Senator for Katsina Central
- In office May 2011 – December 2011
- Preceded by: Ibrahim M. Ida
- Succeeded by: Abubakar Sadiq Yar'adua
- In office November 2013 – May 2015
- Preceded by: Abubakar Sadiq Yar'adua
- Succeeded by: Kurfi Umaru

Personal details
- Born: Katsina, Nigeria
- Party: Congress for Progressive Change (CPC)

= Ahmed Sani Stores =

Nigerian politician

Ahmed Sani Stores is a Nigerian politician who was elected as Senator for Katsina Central, in Katsina State, in the 9 April 2011 national elections. He was elected on the Congress for Progressive Change (CPC) ticket.

Ahmed Sani Stores was born in Kangiwa ward in Katsina city.
He was educated at North East Worcestershire College, Bromsgrove, London, and became a financial and export consultant.
He has experience in Solar and Wind power generation.
While based in London, in 2003 he was one of the founders of the Foundation for Good Governance and Development in Nigeria.

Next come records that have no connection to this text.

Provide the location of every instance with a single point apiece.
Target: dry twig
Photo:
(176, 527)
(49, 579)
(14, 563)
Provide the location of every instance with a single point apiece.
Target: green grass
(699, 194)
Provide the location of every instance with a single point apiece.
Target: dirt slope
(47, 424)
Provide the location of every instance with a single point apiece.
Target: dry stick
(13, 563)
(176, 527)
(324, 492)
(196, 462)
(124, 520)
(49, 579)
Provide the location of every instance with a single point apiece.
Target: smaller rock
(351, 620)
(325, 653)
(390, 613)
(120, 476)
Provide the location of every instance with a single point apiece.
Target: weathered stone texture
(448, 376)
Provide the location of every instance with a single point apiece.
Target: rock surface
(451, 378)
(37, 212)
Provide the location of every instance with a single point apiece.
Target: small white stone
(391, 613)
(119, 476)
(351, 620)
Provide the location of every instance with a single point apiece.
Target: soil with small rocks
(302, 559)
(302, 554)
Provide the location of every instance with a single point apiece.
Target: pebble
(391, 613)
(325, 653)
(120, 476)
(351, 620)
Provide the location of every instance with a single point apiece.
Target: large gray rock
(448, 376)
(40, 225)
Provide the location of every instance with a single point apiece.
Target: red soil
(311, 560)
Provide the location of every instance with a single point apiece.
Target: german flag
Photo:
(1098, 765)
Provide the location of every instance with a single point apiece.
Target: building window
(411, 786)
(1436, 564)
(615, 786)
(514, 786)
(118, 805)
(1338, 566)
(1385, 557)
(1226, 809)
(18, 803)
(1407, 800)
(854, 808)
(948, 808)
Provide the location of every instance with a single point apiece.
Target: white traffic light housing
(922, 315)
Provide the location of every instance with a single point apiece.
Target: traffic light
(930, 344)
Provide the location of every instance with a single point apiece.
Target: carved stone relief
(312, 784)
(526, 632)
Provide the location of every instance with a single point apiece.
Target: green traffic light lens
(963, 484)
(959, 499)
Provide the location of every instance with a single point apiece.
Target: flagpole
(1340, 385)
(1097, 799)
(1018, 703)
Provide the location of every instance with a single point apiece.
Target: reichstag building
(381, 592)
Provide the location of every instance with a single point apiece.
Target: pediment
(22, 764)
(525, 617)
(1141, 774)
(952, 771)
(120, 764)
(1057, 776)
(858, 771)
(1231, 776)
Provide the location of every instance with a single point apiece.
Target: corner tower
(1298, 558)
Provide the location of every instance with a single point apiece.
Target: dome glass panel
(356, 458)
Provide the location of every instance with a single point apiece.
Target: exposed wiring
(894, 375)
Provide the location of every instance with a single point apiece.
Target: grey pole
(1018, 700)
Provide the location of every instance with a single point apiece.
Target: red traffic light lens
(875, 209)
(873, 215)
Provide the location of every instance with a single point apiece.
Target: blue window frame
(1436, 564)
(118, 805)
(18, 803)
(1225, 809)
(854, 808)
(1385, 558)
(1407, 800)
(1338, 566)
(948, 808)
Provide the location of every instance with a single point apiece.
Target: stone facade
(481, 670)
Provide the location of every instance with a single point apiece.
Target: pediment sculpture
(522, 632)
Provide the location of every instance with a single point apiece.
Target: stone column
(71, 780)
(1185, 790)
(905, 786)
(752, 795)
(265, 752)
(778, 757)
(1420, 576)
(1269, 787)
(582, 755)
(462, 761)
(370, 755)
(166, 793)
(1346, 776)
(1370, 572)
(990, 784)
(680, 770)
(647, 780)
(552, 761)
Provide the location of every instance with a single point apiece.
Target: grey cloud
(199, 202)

Stores returned to Nigeria to compete in the Senatorial election.
It was reported that at one point during the campaign Ahmed Sani Stores was taken to a magistrates court and charged for perpetrating violence.
In the 9 April 2011 election, Ahmed Sani Store defeated Ibrahim M. Ida of the People's Democratic Party (PDP) with 267,154 votes to Ida's 188,205.